I've referenced previously that, in the early 1970s when Nifty Fifty stocks were sporting 50x to 100x price to earnings ratios, pension fund managers were putting 90% of their cash flow into stocks. From this Fortune article written by Warren Buffett in 2001:
...this was Nifty Fifty time--pension managers, feeling great about the market, put more than 90% of their net cash flow into stocks, a record commitment at the time. And then, in a couple of years, the roof fell in and stocks got way cheaper. So what did the pension fund managers do? They quit buying because stocks got cheaper!
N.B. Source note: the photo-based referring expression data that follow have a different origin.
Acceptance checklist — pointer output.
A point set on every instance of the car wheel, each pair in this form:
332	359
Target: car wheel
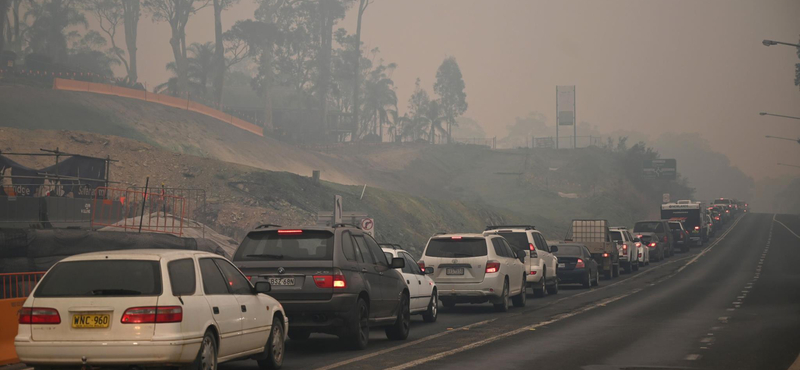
433	308
553	289
359	327
399	330
299	334
207	355
521	298
275	348
541	290
503	305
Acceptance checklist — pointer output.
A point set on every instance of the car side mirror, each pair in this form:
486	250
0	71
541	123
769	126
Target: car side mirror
263	287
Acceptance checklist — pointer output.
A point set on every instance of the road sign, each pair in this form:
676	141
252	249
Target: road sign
660	169
368	225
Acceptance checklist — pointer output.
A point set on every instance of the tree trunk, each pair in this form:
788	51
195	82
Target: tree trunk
356	81
219	54
131	20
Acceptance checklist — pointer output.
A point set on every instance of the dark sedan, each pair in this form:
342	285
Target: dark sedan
576	265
Here's what private pension funds looked like as % of cash flow put into equities:
- In 1971, it was 91%, a record high.
- In 1974, it was 13%.
Later in the article Buffett added...
That sort of behavior is especially puzzling when engaged in by pension fund managers, who by all rights should have the longest time horizon of any investors.
Yet they behave just like rank amateurs (getting paid, though, as if they had special expertise).
In 1979, when I felt stocks were a screaming buy, I wrote in an article, "Pension fund managers continue to make investment decisions with their eyes firmly fixed on the rear-view mirror. This generals-fighting-the-last-war approach has proved costly in the past and will likely prove equally costly this time around." That's true, I said, because "stocks now sell at levels that should produce long-term returns far superior to bonds."
So in 1972 pensions fund managers were aggressively buying stocks:
Six years later, the Dow was 20% cheaper, its book value had gained nearly 40%, and it had earned 13% on book. Or as I wrote then, "Stocks were demonstrably cheaper in 1978 when pension fund managers wouldn't buy them than they were in 1972, when they bought them at record rates." - Warren Buffett in Fortune, 2001
Is a similar mistake being made now?
Some of the highest weightings to equities occurred in the early 1970s and around the year 2000. Both were times when equity valuations had reached extremes. Now, at least for many high quality large capitalization stocks, valuations these days seem not rich at all.
You can have cheap equity prices or good news, but you can't have both at the same time. - Joe Rosenberg in this recent Barron's interview
The Best Opportunities in a Half-Century
Jeff Saut added in this recent Minyanville article that institutional investors (hedge funds, pensions, endowments) are, once again, very underinvested in equities:
Verily, hedge funds are having a terrible year, having been caught "short," as well as underinvested with only a 43.8% net long investment position. Or how about the endowment funds that are only ~12% net long US stocks? How can those endowment funds achieve their mandates of roughly 8% per year using 2%-yielding 10-year Treasury Notes? The answer is they can't! - Jeff Saut
There's plenty of evidence, and this article provides just one example, that the small investor is doing the same.
If the recent wild leaps and plunges in financial markets have prompted you to cash out your stocks, you're not alone. Individual investors are bolting for the exits.
It's not that stocks can't still go down a whole bunch over the next year or two but the evidence strongly suggests that many market participants, professional or not, have a great tendency to get it wrong.
Well, at least more so than some might otherwise expect.